使用grep和-P来获得PCRE （将模式解释为P erl- C ompatible R egular E xpression）和-o单独打印匹配模式。 \K通知将忽略匹配的部分在它之前。

 $ grep -oP '.*= \K.*' infile 0.000205348 0.000265725 0.000322823 0.000376445 0.000425341

或者您可以使用cut命令。

 cut -d= -f2 infile

由于行前缀始终具有相同的长度（34个字符），因此您可以使用cut ：

 cut -c 35- input.txt > output.txt

使用rev反转文件的内容，将输出管道cut为空格作为分隔符，将1作为目标字段，然后再将其反转以获取原始编号：

 $ rev your_file | cut -d' ' -f1 | rev 0.000205348 0.000265725 0.000322823 0.000376445 0.000425341

这很简单，简单，易于编写，理解和检查，我个人喜欢它：

 grep -oE '\S+$' file

在使用-E或-P调用时，Ubuntu中的grep将速记 \s表示空白字符（实际上通常是空格或制表符）， \S表示任何不是一个空格字符。使用量词+和行尾锚$ ， 模式\S+$匹配一行末尾的一个或多个非空格 。您可以使用-P而不是-E ; 这种情况下的含义相同，但使用了不同的正则表达式引擎，因此它们可能具有不同的性能特征。

这相当于Avinash Raj的评论解决方案（只是使用更简单，更紧凑的语法）：

 grep -o '[^[:space:]]\+$' file

如果在数字之后可能有尾随空格，则这些方法将不起作用。它们可以被修改，但是我认为这里没有任何意义。尽管在更多情况下将解决方案概括为有时有时是有益的，但这种做法几乎与人们倾向于假设一样频繁，因为人们通常无法知道问题可能最终需要的多种不同方式中的哪种方式。被推广。

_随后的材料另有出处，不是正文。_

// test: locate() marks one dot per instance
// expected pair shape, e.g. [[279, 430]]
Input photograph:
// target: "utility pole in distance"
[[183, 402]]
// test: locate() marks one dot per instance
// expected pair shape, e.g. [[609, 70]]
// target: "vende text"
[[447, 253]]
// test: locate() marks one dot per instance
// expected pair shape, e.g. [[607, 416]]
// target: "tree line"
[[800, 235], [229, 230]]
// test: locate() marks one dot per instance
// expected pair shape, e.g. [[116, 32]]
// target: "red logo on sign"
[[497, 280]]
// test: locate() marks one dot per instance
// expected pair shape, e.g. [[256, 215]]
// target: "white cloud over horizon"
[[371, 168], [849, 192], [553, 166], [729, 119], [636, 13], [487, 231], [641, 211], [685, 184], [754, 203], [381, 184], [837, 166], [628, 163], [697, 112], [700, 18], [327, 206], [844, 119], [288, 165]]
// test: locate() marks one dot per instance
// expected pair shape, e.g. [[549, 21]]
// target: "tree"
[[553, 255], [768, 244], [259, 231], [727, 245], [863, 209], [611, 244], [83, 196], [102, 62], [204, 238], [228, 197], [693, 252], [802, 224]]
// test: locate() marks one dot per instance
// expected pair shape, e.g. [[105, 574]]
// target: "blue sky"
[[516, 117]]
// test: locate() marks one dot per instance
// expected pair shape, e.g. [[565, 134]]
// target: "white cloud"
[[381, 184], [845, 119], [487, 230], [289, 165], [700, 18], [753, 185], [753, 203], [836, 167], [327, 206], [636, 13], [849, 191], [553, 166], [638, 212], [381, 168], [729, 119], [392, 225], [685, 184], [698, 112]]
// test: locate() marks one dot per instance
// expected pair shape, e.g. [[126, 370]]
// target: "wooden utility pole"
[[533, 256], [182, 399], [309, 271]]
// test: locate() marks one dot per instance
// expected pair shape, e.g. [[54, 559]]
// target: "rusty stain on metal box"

性能有时是一个重要的考虑因素这个问题没有规定输入非常大，而且这里发布的每个方法都足够快。但是，如果需要速度，这里是千万行输入文件的小基准：

 $ perl -e 'print((<>) x 2000000)' file > bigfile $ du -sh bigfile 439M bigfile $ wc -l bigfile 10000000 bigfile $ TIMEFORMAT=%R $ time grep -o '[^[:space:]]\+$' bigfile > bigfile.out 819.565 $ time grep -oE '\S+$' bigfile > bigfile.out 816.910 $ time grep -oP '\S+$' bigfile > bigfile.out 67.465 $ time cut -d= -f2 bigfile > bigfile.out 3.902 $ time grep -o '[^[:space:]]\+$' bigfile > bigfile.out 815.183 $ time grep -oE '\S+$' bigfile > bigfile.out 824.546 $ time grep -oP '\S+$' bigfile > bigfile.out 68.692 $ time cut -d= -f2 bigfile > bigfile.out 4.135

我运行了两次，以防订单重要（因为它有时会对I / O繁重的任务造成影响），因为我没有可用的机器在后台没有做其他可能会导致结果偏差的东西。从这些结果我得出以下结论，至少暂时和我使用的大小的输入文件：

哇！传递-P （使用PCRE ）而不是-G （未指定方言时的默认值）或-E使grep速度超过一个数量级。因此对于大文件，使用此命令可能比上面显示的更好：
```
 grep -o P '\S+$' file 
```
哇！！ αғsнιη的答案中的cut方法， cut -d= -f2 file ，比我的方式更快的版本快了一个数量级！它也是pa4080基准测试中的赢家，它涵盖了比这更多的方法，但输入更少 – 这也是我选择所有其他方法的原因，包括在我的测试中。如果性能很重要或文件很大，我认为应该使用αғsнιη的cut方法。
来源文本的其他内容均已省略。